US astronauts begin third October spacewalk to repair ISS robotic arm
Two American astronauts floated outside the International Space Station Friday for the third spacewalk this month aimed at repairing the orbiting outpost's robotic arm and replacing old video cameras.
NASA's Joe Acaba and Randy Bresnik officially began the spacewalk at 7:47 am (1147 GMT) when they switched their spacesuits to battery power, then ventured outside the airlock into the vacuum of space.
The pair hope to replace a degraded camera at the end of the 57-foot (17-meter) robotic arm, finish lubricating its newly installed latching end and replace a blown fuse, among other tasks.
The aging arm, made by Canada and named the Canadarm, is used to move objects around outside the station and to grab incoming cargo ships.
Installed 16 years ago, its latching end lost its gripping ability in August. A key piece of equipment called the latching end effector was replaced during the October 5 spacewalk.
Further lubrication work was done on the October 10 spacewalk, and a new high definition video camera was also installed outside the research lab.

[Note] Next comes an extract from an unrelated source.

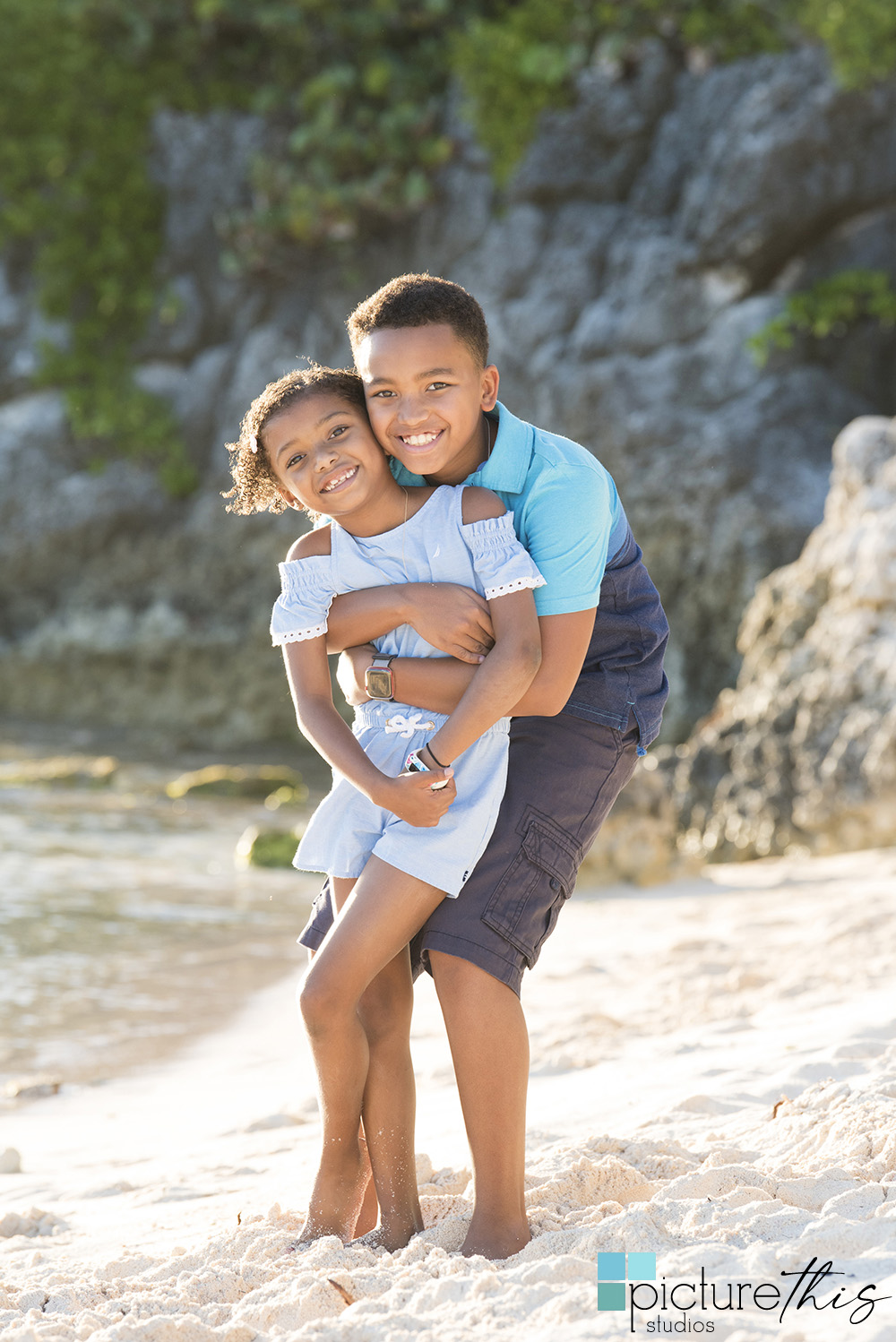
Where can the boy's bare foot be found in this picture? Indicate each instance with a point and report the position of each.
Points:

On Friday, astronauts plan to replace another camera, nicknamed "Old Yeller" because it broadcasts in yellow hues.
The spacewalk is the 205th in the history of the space station, an international collaboration involving more than a dozen countries.
Bresnik, 50, a former Marine Corps aviator who goes by the nickname "Komrade," has led all three of the October spacewalks, and on Friday is making his fifth career excursion outside the space station.
His colleague Acaba, 50, is the first person of Puerto Rican heritage to become an astronaut, according to his NASA biography.
The former hydro-geologist and educator became an astronaut in 2004 and spacewalked twice in 2009 during the space shuttle era.
Friday's outing is the ninth this year for NASA. Russian cosmonauts have ventured out on one spacewalk this year.